Gakupo mendapati tatapannya terkunci pada sekelompok bunga yang berkumpul di sudut display, bersama daun-daun dan bunga-bunga kecil lainnya, lama sekali. Dia merasa tahu nama bunga itu, ada di ujung lidahnya, tetapi dia tak dapat mengingatnya.

.

"Itu bunga shion, Oniisan. Menurutmu Luka-san akan suka?"

"Ya... aku yakin shion adalah bunga liar."

"Itu bukan masalah, kan?"

"Tidak, tapi kenapa warnanya ungu?"

"Tentu saja karena memang itu warnanya!"

Yukari menerima sebuket bunga anyelir yang dirangkai dengan beberapa bunga gladiol merah muda dan shion di pinggirnya.

Dalam hatinya, Gakupo merasa bahwa shion tak seharusnya berwarna ungu.

.

.

.

Luka Megurine adalah salah seorang yang menarik pandang Gakupo sejak mereka bertemu.

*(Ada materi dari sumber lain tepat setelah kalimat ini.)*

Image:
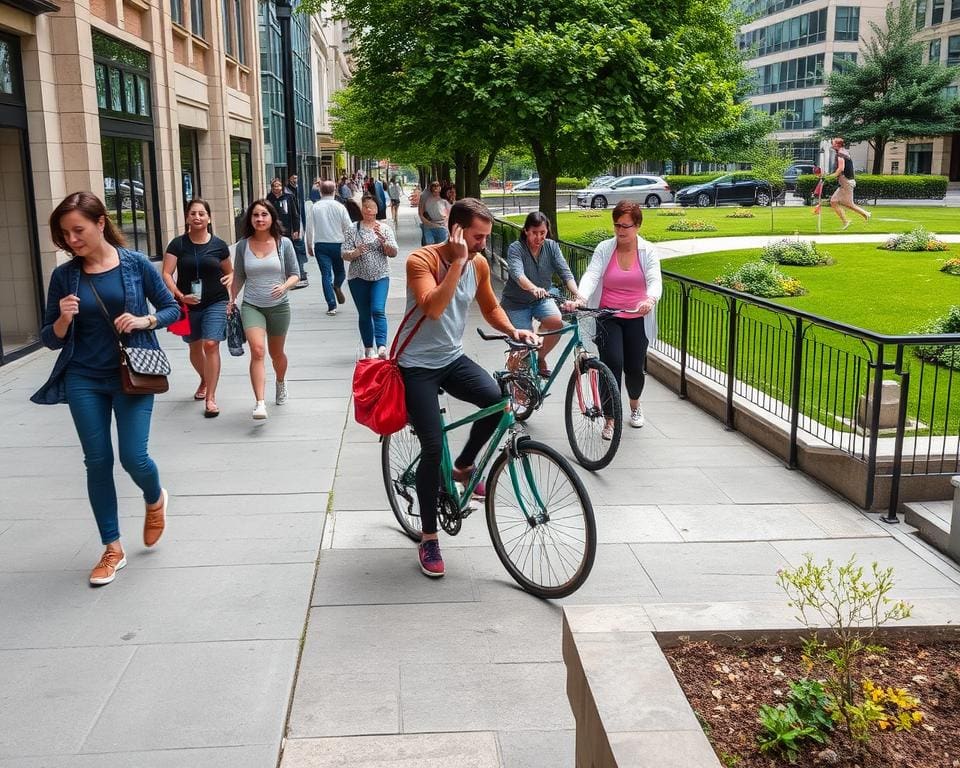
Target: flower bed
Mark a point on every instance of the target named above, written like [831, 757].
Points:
[726, 686]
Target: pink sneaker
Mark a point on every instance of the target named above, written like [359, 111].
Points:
[431, 561]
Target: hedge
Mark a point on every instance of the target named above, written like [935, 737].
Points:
[679, 182]
[871, 187]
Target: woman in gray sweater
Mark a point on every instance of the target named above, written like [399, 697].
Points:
[266, 263]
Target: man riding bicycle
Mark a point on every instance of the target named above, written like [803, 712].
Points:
[442, 281]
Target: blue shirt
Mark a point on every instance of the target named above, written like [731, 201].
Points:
[96, 352]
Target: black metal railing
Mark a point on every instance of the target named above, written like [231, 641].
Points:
[814, 375]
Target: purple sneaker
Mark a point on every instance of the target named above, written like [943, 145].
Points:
[431, 561]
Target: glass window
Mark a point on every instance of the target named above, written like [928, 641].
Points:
[100, 72]
[920, 158]
[953, 51]
[847, 23]
[196, 18]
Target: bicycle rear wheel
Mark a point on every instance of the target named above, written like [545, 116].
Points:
[552, 555]
[399, 456]
[592, 397]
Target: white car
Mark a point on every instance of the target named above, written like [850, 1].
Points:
[650, 191]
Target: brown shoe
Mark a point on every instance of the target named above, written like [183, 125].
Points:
[106, 570]
[155, 521]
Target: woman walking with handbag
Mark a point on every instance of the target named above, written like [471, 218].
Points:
[102, 292]
[265, 267]
[367, 246]
[204, 271]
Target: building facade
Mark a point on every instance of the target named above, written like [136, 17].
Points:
[938, 27]
[794, 46]
[147, 103]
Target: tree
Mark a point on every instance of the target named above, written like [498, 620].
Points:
[889, 94]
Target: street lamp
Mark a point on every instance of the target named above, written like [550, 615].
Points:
[284, 17]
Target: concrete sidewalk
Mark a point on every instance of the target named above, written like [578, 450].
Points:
[191, 657]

Tak ada yang bisa melupakan begitu saja rambut merah muda panjang dan sepasang iris biru yang secerah langit musim panas (dan jangan lupakan tubuh semampai yang dapat membuat pria paling sopan saja melirik). Terutama jika pemiliknya kebetulan menghadang dengan panik selepas jam makan siang untuk mencari ruang musik, lengkap dengan gitar jumbo yang dijinjing susah payah. Pemuda itu dengan cepat mengingat sosok gadis yang dia temui di awal tahun sekolah menengahnya walau tak mengetahui namanya. Nama adalah urusan satu minggu setelah pertemuan pertama, begitu pikirnya.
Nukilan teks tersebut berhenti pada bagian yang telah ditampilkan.